Once the Managed Identity is enabled, you grant it “Get” and “List” permissions on the secrets within your Key Vault. Finally, you create Named Values in APIM using the “Key Vault” type. APIM uses its Managed Identity to securely fetch the secret from Key Vault at runtime, ensuring the secret itself is never exposed in the APIM configuration, management APIs, or template exports.
Binadox Operational Playbook
Binadox Insight: The “gold standard” for APIM secrets management is integrating with Azure Key Vault via a Managed Identity. While APIM’s built-in “Secret” type offers basic encryption, Key Vault provides a far superior solution with centralized lifecycle management, robust access policies, and detailed audit logs, aligning with enterprise-grade security and compliance requirements.
Binadox Checklist:
- Audit all Azure API Management instances to identify Named Values configured as “Plain” text.
- Prioritize remediation based on the sensitivity of the exposed secret and the environment (production first).
- Provision an Azure Key Vault if one does not already exist and store the secrets within it.
- Enable the System-Assigned Managed Identity on each APIM instance.
- Grant the APIM Managed Identity the “Key Vault Secrets User” role on the target Key Vault.
- Reconfigure the Named Values in APIM to use the “Key Vault” type, referencing the secret’s identifier.
Binadox KPIs to Track:
- Configuration Compliance: Percentage of APIM instances with zero plaintext Named Values.

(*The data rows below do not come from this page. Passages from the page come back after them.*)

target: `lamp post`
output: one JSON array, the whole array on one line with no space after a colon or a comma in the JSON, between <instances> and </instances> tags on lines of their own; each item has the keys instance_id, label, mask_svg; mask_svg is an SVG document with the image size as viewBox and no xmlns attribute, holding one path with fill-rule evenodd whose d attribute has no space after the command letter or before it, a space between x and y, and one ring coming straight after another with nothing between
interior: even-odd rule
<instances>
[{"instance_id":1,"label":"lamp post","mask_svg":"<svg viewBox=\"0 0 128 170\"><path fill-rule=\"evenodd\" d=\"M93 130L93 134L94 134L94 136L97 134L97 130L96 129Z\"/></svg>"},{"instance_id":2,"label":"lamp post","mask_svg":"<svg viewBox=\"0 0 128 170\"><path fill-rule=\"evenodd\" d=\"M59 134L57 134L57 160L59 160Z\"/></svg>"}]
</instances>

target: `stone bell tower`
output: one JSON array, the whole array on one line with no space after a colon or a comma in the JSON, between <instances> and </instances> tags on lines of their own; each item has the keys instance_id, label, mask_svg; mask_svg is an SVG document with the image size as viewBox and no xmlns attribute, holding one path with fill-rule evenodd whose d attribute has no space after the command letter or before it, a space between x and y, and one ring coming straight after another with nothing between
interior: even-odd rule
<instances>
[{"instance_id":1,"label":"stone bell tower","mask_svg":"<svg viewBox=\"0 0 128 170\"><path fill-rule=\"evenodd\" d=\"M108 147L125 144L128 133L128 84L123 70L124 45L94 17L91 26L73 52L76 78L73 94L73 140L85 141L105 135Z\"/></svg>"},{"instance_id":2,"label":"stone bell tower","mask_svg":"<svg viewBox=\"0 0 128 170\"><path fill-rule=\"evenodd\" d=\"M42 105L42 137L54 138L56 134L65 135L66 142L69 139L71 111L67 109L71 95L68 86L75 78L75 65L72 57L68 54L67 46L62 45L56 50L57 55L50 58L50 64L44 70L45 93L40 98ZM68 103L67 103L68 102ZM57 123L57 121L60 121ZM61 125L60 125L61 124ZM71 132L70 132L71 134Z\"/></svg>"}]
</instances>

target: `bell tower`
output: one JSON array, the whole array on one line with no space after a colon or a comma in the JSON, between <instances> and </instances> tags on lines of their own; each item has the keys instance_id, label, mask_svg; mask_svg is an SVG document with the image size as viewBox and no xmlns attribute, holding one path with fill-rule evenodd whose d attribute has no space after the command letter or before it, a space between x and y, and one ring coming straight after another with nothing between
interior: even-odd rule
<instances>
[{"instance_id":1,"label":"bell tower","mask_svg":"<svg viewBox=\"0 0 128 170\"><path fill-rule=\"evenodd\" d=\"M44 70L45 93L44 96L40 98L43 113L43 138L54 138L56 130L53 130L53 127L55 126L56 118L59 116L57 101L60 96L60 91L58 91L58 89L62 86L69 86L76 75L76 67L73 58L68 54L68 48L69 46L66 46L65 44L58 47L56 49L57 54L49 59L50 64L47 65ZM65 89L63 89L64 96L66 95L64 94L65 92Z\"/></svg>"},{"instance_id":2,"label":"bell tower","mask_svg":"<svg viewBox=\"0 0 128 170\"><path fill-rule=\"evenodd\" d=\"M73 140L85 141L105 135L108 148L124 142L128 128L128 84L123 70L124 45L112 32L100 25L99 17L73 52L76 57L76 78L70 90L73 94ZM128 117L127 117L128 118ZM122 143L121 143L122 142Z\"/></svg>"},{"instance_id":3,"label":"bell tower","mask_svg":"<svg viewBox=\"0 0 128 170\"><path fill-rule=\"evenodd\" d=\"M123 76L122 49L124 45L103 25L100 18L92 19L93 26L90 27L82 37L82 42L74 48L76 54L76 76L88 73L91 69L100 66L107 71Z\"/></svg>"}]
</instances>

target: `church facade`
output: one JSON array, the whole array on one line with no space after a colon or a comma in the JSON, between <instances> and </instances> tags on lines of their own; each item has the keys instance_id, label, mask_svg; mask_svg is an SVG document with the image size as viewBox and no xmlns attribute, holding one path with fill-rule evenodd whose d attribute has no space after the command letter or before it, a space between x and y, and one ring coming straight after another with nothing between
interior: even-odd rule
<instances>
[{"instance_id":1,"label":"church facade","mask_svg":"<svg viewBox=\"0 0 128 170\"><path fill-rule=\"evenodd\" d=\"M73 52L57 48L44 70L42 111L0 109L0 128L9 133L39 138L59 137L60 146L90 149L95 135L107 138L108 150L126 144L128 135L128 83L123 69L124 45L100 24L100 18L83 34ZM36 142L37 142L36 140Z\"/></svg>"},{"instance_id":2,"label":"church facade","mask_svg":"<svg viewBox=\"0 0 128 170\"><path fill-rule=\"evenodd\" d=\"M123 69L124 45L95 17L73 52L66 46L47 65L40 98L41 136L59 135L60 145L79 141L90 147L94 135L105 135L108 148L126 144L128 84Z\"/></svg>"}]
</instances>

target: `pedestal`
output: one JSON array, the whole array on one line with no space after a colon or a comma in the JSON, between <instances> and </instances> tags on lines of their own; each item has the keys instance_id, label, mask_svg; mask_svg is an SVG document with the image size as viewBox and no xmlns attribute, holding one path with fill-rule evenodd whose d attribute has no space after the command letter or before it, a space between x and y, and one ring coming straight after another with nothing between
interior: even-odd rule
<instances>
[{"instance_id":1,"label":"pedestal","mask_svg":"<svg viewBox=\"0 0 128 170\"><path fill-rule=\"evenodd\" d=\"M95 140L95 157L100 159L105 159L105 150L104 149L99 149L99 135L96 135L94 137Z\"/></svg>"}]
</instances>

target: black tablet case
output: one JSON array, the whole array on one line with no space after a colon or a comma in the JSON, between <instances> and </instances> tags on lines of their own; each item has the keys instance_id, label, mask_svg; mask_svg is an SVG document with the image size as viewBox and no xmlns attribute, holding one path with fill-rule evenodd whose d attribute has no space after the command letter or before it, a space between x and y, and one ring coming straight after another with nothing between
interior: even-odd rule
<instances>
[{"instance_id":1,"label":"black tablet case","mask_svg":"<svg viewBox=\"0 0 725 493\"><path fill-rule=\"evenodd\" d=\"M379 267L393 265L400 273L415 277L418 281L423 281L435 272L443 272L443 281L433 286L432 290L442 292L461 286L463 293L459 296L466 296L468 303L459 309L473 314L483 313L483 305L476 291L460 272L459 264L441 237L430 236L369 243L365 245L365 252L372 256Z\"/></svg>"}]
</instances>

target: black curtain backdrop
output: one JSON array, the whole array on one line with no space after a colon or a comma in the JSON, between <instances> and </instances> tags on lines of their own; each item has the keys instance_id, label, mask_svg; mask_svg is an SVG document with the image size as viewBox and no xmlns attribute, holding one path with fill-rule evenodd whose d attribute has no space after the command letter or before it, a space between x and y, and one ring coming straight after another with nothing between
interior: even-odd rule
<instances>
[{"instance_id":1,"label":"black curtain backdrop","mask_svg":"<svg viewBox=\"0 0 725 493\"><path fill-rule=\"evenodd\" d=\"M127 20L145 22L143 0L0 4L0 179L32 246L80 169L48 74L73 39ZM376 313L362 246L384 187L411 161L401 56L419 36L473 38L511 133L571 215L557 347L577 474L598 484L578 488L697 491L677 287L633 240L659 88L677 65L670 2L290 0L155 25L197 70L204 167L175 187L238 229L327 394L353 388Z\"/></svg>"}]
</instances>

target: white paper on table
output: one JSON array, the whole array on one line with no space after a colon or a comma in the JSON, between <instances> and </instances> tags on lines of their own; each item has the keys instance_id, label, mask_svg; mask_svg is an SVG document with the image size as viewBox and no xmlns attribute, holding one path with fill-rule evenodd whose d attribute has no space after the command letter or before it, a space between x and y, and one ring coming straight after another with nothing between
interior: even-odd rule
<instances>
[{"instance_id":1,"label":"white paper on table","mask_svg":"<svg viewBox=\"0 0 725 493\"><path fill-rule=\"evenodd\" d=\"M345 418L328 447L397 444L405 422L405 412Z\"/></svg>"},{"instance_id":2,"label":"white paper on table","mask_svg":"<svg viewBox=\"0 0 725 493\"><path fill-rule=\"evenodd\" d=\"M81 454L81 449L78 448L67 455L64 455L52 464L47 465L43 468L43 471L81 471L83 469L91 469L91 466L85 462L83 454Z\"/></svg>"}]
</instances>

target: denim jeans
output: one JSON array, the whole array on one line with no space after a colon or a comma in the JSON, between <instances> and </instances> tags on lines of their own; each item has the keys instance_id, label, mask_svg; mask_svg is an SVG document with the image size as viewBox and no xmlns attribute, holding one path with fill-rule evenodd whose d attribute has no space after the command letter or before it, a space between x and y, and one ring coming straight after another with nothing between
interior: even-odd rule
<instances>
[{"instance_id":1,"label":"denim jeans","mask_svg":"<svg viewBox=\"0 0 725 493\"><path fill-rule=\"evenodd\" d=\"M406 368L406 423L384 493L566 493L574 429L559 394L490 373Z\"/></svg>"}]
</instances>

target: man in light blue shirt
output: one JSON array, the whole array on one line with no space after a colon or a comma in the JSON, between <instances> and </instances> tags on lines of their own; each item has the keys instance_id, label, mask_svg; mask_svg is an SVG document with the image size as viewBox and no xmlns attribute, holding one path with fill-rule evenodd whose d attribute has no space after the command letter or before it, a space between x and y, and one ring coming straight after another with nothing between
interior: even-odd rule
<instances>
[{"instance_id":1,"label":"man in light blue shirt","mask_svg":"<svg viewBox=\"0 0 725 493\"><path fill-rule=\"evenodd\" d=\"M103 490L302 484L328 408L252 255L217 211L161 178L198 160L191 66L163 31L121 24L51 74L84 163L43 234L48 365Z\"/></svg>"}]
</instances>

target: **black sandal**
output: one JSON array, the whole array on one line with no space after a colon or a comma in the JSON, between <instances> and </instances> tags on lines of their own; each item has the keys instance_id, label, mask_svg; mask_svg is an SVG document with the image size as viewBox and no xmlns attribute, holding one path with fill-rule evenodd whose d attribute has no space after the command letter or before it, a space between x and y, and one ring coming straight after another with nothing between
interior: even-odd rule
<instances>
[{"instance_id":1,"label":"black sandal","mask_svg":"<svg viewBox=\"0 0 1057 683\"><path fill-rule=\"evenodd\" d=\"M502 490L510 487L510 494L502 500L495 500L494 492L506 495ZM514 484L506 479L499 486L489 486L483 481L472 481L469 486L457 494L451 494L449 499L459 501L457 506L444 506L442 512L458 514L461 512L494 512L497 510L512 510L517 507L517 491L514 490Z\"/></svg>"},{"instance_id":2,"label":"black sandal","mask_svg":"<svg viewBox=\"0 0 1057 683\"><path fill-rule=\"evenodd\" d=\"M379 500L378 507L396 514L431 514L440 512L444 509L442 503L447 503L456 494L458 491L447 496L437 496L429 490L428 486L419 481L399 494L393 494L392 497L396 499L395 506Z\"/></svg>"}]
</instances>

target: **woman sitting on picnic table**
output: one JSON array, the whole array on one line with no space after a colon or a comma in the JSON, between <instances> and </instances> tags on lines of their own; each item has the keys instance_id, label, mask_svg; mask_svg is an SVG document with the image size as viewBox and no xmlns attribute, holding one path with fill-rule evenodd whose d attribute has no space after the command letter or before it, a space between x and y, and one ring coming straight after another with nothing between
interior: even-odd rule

- Remediation Velocity: Mean Time to Remediate (MTTR) for newly discovered plaintext secrets.
- Centralization Ratio: The ratio of secrets managed in Azure Key Vault versus secrets stored locally in APIM.
Binadox Common Pitfalls:
- Forgetting to grant the APIM Managed Identity the necessary permissions on the Azure Key Vault, causing runtime failures.
- Accidentally exposing secrets in IaC templates during the migration from plaintext to a Key Vault reference.
- Failing to perform end-to-end functional testing after updating a Named Value, leading to production outages.
- Opting for the simpler “Secret” type for critical credentials where the full lifecycle and audit capabilities of Key Vault are required.
Conclusion
Preventing secrets exposure in Azure API Management is a foundational element of a mature cloud security strategy. Moving away from plaintext Named Values to an architecture based on Azure Key Vault and Managed Identities is not just a technical best practice—it is a critical business requirement. This approach mitigates the risk of credential theft, supports compliance obligations, and reduces the operational and financial fallout of a potential breach.
By implementing the guardrails and operational playbook outlined in this article, FinOps practitioners and engineering teams can work together to build a more secure, resilient, and cost-effective API ecosystem on Azure. The first step is to begin auditing your environment today to identify and eliminate this avoidable risk.